Although the available space had been used to a degree of efficiency never before seen in the universe, it still couldn’t accommodate anything near the size of a dimensional drive. The capsule was conventional propulsion all the way, which meant the journey home would take over four hundred years.
Gryx peered out the viewport to see if he could still make out the broken remains of his craft. It proved impossible. Already the desert was shrinking, looking more and more like a child’s sandpit.
Somewhere in there had to be a tiny spec denoting his passenger, Grzq. A little dot that was the researcher who had contracted Gryx to take him to earth so he could study the humans.
Well, Gryx, thought, I did get him there.
Whether the poor bastard had actually survived the ‘landing’ was still somewhat of a mystery, but Gryx would definitely send for help as soon as he got home. Using dimensional drives the rescue team should arrive in approximately four hundred years and an hour.

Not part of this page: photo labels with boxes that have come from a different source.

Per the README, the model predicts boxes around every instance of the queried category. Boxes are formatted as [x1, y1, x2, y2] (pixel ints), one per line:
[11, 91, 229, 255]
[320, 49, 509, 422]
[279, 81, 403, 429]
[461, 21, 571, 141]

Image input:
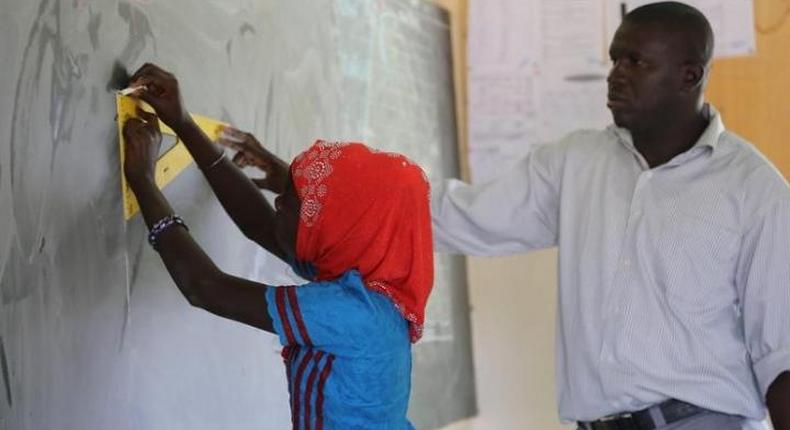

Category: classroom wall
[707, 0, 790, 178]
[0, 0, 475, 430]
[448, 0, 790, 430]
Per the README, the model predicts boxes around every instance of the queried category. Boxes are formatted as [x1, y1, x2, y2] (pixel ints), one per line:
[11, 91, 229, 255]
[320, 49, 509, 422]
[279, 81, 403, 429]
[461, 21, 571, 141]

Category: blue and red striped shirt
[266, 270, 413, 430]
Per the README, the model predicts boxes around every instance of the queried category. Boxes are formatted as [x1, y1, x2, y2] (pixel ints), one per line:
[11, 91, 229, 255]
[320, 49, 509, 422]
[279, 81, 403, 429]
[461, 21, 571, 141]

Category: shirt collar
[608, 104, 725, 165]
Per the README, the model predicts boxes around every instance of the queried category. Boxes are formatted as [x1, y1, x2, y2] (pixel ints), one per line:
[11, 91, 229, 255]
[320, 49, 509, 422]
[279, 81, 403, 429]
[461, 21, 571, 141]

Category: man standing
[433, 2, 790, 430]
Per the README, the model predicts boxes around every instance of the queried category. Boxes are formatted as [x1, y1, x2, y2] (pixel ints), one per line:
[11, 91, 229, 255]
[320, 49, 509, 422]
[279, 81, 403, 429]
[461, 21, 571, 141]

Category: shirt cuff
[266, 287, 288, 346]
[752, 349, 790, 400]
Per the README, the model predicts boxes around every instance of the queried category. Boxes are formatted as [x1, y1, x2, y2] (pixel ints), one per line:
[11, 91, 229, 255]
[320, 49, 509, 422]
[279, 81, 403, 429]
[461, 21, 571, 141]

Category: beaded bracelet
[148, 214, 189, 251]
[201, 148, 225, 172]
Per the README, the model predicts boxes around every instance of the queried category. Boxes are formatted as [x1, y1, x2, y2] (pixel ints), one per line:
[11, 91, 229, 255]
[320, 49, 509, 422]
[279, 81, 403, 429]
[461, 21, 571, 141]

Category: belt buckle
[591, 413, 639, 430]
[598, 413, 631, 423]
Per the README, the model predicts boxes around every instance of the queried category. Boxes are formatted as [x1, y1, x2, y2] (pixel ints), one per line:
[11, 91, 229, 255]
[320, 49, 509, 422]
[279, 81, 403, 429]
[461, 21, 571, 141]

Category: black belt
[579, 400, 705, 430]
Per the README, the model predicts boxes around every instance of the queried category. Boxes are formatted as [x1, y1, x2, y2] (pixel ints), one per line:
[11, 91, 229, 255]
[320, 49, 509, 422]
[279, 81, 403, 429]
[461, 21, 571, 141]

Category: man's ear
[683, 63, 705, 92]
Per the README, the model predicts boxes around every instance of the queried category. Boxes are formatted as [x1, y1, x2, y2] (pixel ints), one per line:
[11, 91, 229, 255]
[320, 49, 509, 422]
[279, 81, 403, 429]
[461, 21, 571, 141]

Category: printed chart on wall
[468, 0, 756, 182]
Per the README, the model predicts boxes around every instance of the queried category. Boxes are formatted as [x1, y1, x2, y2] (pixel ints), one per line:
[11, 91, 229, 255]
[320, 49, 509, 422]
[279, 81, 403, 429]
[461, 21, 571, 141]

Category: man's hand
[218, 127, 289, 194]
[130, 63, 192, 133]
[123, 108, 162, 187]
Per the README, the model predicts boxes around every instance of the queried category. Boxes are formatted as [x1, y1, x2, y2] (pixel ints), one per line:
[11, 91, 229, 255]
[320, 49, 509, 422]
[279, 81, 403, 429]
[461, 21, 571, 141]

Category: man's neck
[631, 105, 710, 168]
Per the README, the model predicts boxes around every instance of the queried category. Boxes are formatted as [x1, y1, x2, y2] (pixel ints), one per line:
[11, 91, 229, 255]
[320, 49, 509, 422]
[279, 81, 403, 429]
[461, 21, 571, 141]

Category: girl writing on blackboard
[123, 64, 433, 430]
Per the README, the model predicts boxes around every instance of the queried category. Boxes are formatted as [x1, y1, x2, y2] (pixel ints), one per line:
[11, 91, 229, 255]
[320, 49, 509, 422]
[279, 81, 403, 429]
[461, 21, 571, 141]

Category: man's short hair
[623, 1, 714, 65]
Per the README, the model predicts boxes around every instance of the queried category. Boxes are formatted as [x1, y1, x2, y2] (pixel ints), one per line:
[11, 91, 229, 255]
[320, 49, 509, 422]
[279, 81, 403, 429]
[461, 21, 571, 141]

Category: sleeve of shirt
[431, 142, 564, 256]
[736, 190, 790, 398]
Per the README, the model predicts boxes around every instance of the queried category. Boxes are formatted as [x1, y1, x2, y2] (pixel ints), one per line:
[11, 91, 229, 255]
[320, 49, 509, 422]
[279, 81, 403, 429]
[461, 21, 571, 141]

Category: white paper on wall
[468, 0, 755, 182]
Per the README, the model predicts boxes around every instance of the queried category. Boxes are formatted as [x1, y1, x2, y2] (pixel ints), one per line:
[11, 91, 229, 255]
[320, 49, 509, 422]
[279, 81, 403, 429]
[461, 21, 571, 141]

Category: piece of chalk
[118, 85, 145, 96]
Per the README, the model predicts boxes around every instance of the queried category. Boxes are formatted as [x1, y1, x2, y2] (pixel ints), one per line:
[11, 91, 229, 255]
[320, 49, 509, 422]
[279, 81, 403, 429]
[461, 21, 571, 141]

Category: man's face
[606, 21, 683, 131]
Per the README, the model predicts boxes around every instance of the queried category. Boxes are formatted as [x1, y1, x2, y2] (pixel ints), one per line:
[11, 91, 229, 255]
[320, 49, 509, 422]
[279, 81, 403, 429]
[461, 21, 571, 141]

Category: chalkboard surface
[0, 0, 474, 430]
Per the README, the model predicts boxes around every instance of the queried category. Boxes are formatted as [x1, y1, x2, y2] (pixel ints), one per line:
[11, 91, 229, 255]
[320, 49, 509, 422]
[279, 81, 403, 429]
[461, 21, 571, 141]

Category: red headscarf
[291, 140, 433, 342]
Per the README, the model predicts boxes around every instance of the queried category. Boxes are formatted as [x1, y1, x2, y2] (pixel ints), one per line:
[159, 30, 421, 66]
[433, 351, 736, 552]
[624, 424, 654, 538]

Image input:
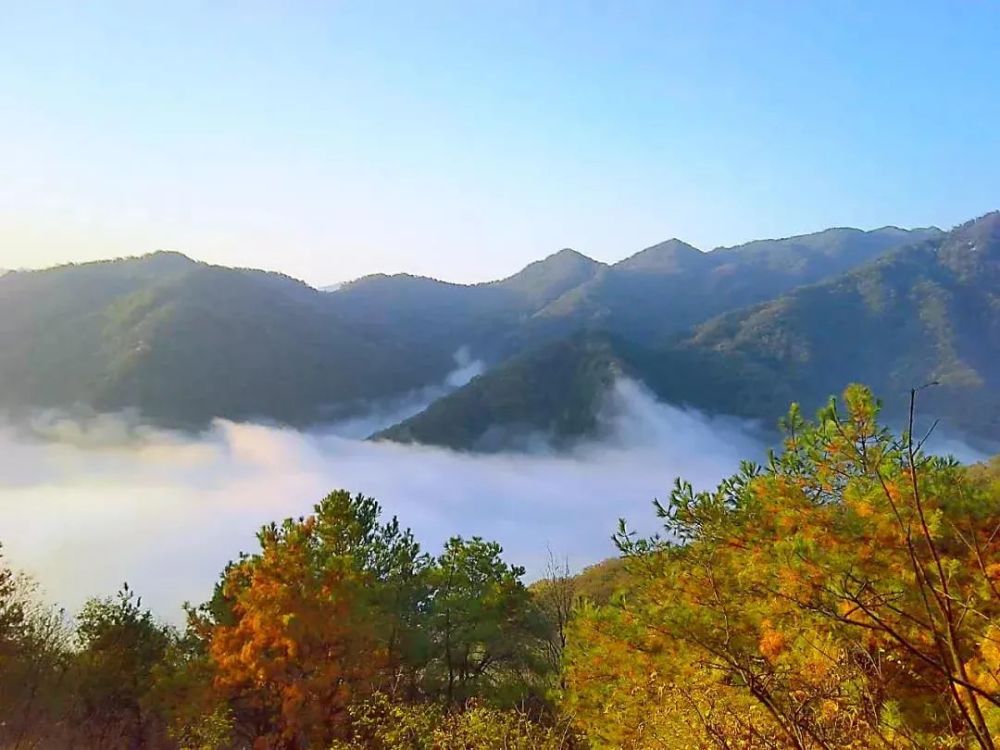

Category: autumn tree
[418, 537, 551, 703]
[201, 491, 424, 748]
[70, 584, 174, 748]
[0, 550, 70, 747]
[567, 386, 1000, 750]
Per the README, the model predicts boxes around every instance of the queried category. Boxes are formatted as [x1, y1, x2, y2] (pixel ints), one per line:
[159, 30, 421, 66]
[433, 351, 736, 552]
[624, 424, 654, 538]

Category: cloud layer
[0, 376, 763, 620]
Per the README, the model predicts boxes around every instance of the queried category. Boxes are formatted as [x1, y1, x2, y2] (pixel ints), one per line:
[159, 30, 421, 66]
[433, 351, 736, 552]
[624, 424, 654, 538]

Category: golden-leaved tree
[194, 491, 421, 748]
[566, 386, 1000, 750]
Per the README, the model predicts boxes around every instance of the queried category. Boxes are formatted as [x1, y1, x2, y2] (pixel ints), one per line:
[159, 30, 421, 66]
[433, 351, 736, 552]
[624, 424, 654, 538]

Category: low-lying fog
[0, 380, 984, 621]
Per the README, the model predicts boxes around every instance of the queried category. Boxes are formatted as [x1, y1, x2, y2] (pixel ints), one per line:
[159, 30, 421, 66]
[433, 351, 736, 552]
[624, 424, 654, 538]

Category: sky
[0, 0, 1000, 285]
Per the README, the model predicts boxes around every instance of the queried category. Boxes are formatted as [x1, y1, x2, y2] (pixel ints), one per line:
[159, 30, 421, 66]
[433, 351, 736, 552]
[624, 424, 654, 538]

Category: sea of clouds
[0, 355, 984, 622]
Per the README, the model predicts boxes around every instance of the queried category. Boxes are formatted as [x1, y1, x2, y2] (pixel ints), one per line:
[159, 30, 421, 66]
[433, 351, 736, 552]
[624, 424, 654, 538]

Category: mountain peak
[615, 237, 705, 273]
[493, 248, 605, 304]
[940, 211, 1000, 276]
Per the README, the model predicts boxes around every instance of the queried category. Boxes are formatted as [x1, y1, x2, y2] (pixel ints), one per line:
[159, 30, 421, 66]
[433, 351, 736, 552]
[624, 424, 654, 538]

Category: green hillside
[380, 213, 1000, 448]
[0, 253, 450, 426]
[0, 223, 952, 432]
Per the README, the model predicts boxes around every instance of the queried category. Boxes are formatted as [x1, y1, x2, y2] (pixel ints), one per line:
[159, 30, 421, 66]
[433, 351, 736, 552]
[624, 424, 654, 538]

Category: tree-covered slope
[0, 222, 934, 428]
[333, 227, 940, 361]
[382, 214, 1000, 448]
[0, 253, 448, 425]
[375, 334, 623, 450]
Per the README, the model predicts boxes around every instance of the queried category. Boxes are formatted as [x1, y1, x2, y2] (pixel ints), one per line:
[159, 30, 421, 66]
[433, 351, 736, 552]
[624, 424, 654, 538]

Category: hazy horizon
[0, 2, 1000, 286]
[0, 217, 948, 289]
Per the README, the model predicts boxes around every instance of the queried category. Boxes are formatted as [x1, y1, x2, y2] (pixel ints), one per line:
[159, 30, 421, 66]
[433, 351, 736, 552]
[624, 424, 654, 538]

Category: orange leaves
[757, 623, 788, 662]
[209, 508, 386, 743]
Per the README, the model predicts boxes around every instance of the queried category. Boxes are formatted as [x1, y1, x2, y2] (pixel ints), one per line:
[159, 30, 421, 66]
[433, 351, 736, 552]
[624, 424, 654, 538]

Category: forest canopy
[0, 386, 1000, 750]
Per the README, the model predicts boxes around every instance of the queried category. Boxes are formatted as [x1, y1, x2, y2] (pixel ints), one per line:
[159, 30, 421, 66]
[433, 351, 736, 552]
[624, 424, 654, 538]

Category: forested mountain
[0, 252, 450, 426]
[380, 213, 1000, 448]
[0, 222, 952, 434]
[334, 227, 941, 361]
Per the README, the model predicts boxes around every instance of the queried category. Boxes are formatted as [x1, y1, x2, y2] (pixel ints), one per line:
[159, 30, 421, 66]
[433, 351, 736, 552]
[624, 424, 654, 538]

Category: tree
[72, 584, 174, 748]
[198, 491, 424, 748]
[427, 537, 550, 704]
[567, 386, 1000, 750]
[0, 549, 70, 747]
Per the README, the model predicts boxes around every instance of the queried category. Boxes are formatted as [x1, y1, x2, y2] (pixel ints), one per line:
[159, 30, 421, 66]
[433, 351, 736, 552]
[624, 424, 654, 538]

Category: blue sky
[0, 0, 1000, 284]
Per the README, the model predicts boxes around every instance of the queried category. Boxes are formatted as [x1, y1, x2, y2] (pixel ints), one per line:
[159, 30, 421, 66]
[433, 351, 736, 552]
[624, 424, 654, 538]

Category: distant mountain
[0, 252, 451, 426]
[0, 223, 941, 432]
[335, 227, 942, 361]
[379, 213, 1000, 449]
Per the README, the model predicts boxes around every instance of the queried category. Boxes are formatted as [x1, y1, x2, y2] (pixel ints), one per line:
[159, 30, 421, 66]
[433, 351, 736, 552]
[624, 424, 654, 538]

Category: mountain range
[0, 213, 1000, 450]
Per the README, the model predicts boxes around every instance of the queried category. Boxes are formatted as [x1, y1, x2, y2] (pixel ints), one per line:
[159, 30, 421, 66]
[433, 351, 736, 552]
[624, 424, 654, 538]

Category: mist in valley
[0, 376, 764, 621]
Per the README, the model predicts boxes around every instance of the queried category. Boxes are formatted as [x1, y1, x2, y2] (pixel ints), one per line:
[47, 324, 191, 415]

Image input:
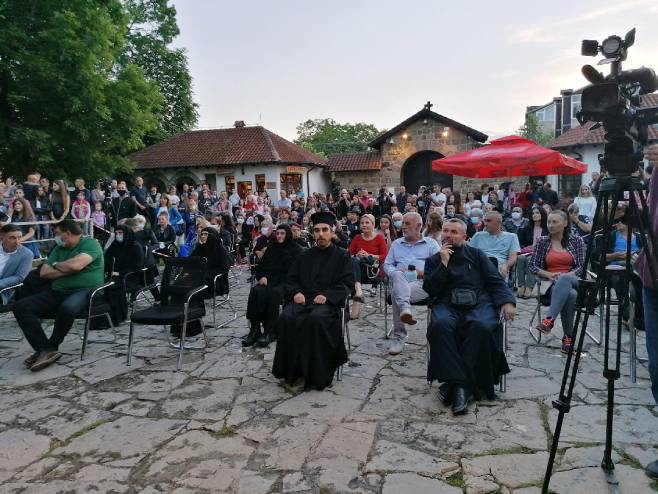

True, he hadn’t actually discussed this plan with his client. He hadn’t even looked for the fool to make sure he was alright, but what good would it have done? If Grzq was hurt in any way, Gryx wouldn’t be able to help. Not only did he have no medical training, the sight of blood, even a tiny drop of it, made him hurl violently. How much fun would that be for a client? Gryx assumed that any client, no matter how crazy, would prefer his wounds hurl-free. That was just common sense.
As the view of the planet below became obscured by cloud cover, Gryx switched on the in-flight entertainment system. It was time to plan out his next four hundred years.
He could finally learn some alien languages.
Get that ever elusive engineering degree.
And figure out a way to stop drinking.
Then again, was that really the best way to start an extended vacation? Perhaps not, after all, there would be plenty of time for all of that later.
For now, maybe he should just watch some instructional videos about making babies. He’d always felt it was in his species best interest if he kept abreast of the latest techniques. You never knew when they might be needed.
As he browsed the capsule’s extensive electronic library, though, he experienced an unexpected twinge of guilt. Which made no sense. In no way was Grzq special. The man was just as annoying as any of his other clients. All he’d done was complain.
Why are you activating the landing lights already?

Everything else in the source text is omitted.